Bireysel mekanik faktörler, Osgood-Schlatter hastalığı ve Sindin-Larsen-Johansson hastalığı gibi belirli hastalıkların gelişimi ile ilişkili olabilir. Bu tür faktörlerin örnekleri, uzun patella (Grelsamer tip II) ve ekstansör cihaz ve tibianın dış burulmasıdır. Çeşitli yazarlar, Osgood-Schlatter sendromunun doğası gereği travmatik olduğunu ve iskemik nekroz ile ilişkili olmadığını öne sürmüşlerdir.
İlişkili faktörler
Ostekondroz ile ilişkili faktörler de tanımlanmıştır. Bunlara hormonal dengesizlikler (hipotiroidizm), orak hücreli anemi, Gaucher hastalığı ve mukopolisakkaridozlar, magnezyum eksikliğine bağlı tetani ve kistik fibroz dahildir. Bununla birlikte, bu koşulların tümü artık kendi başlarına iyi bilinen hastalıklardır ve buna göre,yazarlar, osteokondroz ile ilişkilendirilmemelidir.
Tedavi
Servikal omurganın osteokondrozunun semptomlarını ele aldıktan sonra, tedavi ve epidemiyoloji daha fazla tartışılacaktır.

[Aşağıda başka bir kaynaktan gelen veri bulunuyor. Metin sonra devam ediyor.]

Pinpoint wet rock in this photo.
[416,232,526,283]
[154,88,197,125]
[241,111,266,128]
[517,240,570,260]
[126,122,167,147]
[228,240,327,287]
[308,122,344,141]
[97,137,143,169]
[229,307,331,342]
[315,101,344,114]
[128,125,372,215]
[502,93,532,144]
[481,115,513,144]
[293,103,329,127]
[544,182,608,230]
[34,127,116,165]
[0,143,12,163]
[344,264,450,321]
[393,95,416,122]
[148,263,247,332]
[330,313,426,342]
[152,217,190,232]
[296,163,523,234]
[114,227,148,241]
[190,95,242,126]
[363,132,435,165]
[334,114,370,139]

Ostekondroz kendi kendini sınırlayan bir hastalık olduğundan, tedavi sonuçları genellikle iyidir. Çoğu zaman, aslında, sendrom farkedilmeden gider. Bununla birlikte, osteokondroz konservatif tedavi veya cerrahi ile sınırlı olmadığında, hastanın prognozu genellikle hayal kırıklığı yaratır. Bu durumlarda, hastaların ikincil değişiklikleri yönetmek için daha sonraki yaşamlarında acil müdahalelere veya eklem replasmanlarına ihtiyacı olabilir. Bu tür müdahaleler yapılmadan önce hastalar uygun şekilde bilgilendirilmeli ve eğitilmelidir.
Epidemiyoloji
Ostekondrozun farklı alanları etkileme sıklığı farklıdır. Kendi kendini sınırlayan bozukluklar oldukları için genellikle teşhis edilmezler; bu nedenle doğru dokümantasyon zordur. Perthes hastalığı, en yaygın sakatlayıcı osteokondroz olarak kabul edilir, ancak tüm tipler arasında en yaygın olanı değildir. Bazı tipler o kadar nadirdir ki bir doktor tüm pratiğinde bunlarla asla karşılaşmayabilir.
Hastada kemik çekirdeğinin ortaya çıkmasından sonra çok sayıda osteokondroz meydana gelir, çünkü şu anda çoğunlukla kıkırdaklı olan epifiz bezi çok hızlı büyür, bu nedenle çeşitli tip ve güçlerdeki yaralanmalara inanılmaz derecede duyarlıdır.. Bu genel ifadenin istisnaları arasında osteokondroz dissekanslarında ağrı,Scheuermann hastalığı, Osgood-Schlatter hastalığı, esas olarak adolesanların çok hızlı büyüdüğü bir dönemde ortaya çıkar.
Freiberg hastalığı kadınlar ve ergenler arasında daha sık görülür Bu dirsek ekleminin (kafa) osteokondrozunun ağrısıdır. Diğer tüm olası ve incelenen osteokondroz türleri en sık erkeklerde bulunur. Erkek çocuklarda büyüme merkezinin ortaya çıkması ve olgunlaşmasının gecikmesi bu farkı açıklayabilir. Ayrıca, yüksek düzeyde bir aktivite, bir çocuğun veya gencin kırılgan kemiklerine de zarar verir.
Çok yaygın ve üzerinde iyi çalışılmış bazı osteokondrozların, dünyadaki sıklık ve yaygınlık açısından belirli ırksal ve etnik farklılıkları vardır. Örneğin, bu makalenin başlarında bahsedilen Perthes hastalığı, Afrika veya Çin kökenli insanlarda nadirdir. Blount hastalığı Afrika kıtasında çok yaygın iken, aynı hastalık Kuzey Amerika'da olduğu kadar Batı Avrupa'da da oldukça nadirdir.